Lots of assumptions going into those specific numbers, so they’re probably not universally true. But still interesting to think about, and certainly close enough to my professional experience to be useful rules of thumb.
Appendix B: do we need make functions smaller?
Basili and Hutchens made another interesting observation, although they admit their sample is too small to generalise from. As a proxy for how difficult a program is to write, they measured the number of changes that were necessary to get the program to successfully fulfill its specification. They tried to model this based on the size of individual components of the resulting program, testing a linear fit against an exponential fit on high percentiles of component complexity in the program.
Going by classic advice from the likes of Uncle Bob, who suggest functions must be short lest maintainability suffers8 Clean Code: A Handbook of Agile Software Craftsmanship; Martin; Pearson; 2008., we would expect the exponential fit to be best. That corresponds to the hypothesis that individual complex components cause an outsized maintenance demand.
But Basili and Hutchens found the linear fit to be better! In their data, one complex component doesn’t cause more maintenance demand than five components, each a fifth of the size. This agrees more with advice of the likes of John Carmack suggesting inlining subprograms results in greater clarity.

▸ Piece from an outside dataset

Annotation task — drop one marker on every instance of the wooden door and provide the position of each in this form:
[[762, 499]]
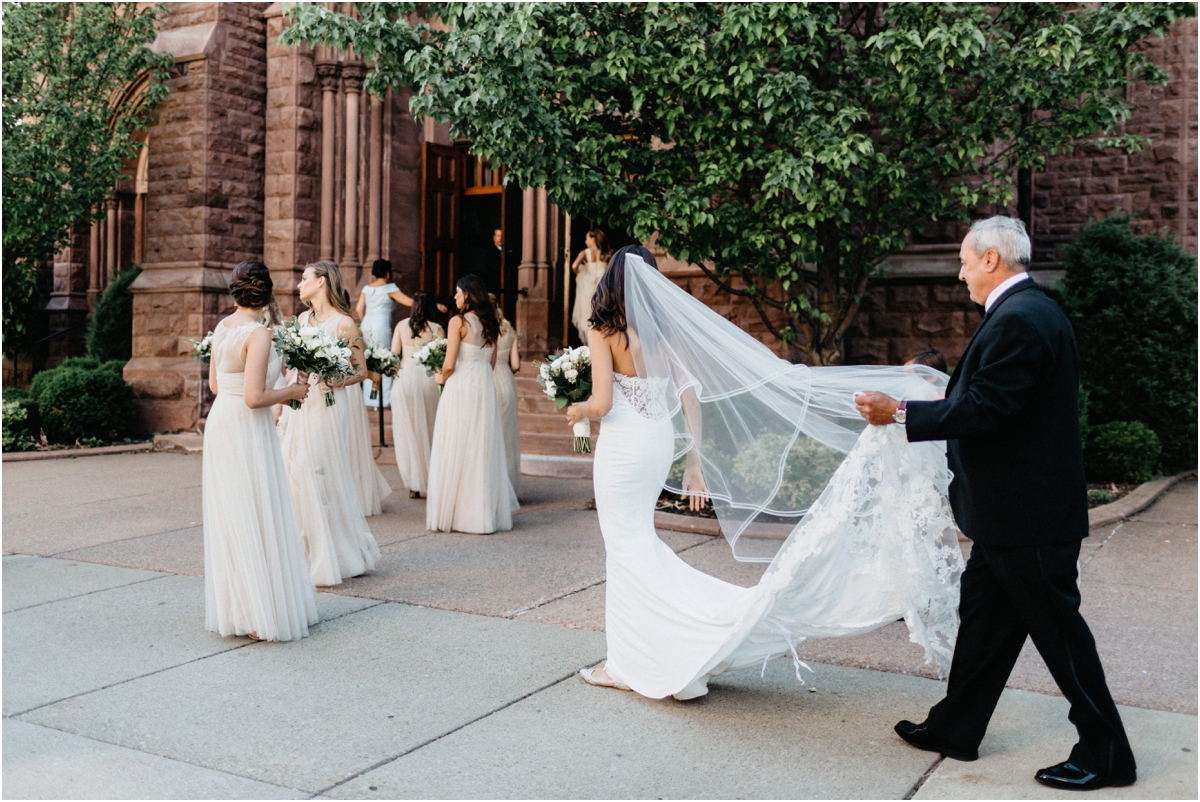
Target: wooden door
[[441, 189]]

Again, their sample is too small to generalise from. I don’t know if anyone has replicated the result with more varied data. But that’s some great science!
Comments
: Derek Jones
The purpose of the Halstead/McCabe metrics is to provide a complicated formula for manager to impress the people they need to impress. Halstead metrics have a mathematical problem.
Appendix A in your article ignores the major influence that fashion plays in maintenance. Rust has so many more maintainers because it is fashionable.
Some analysis for an optimal function length relies on sloppy analysis.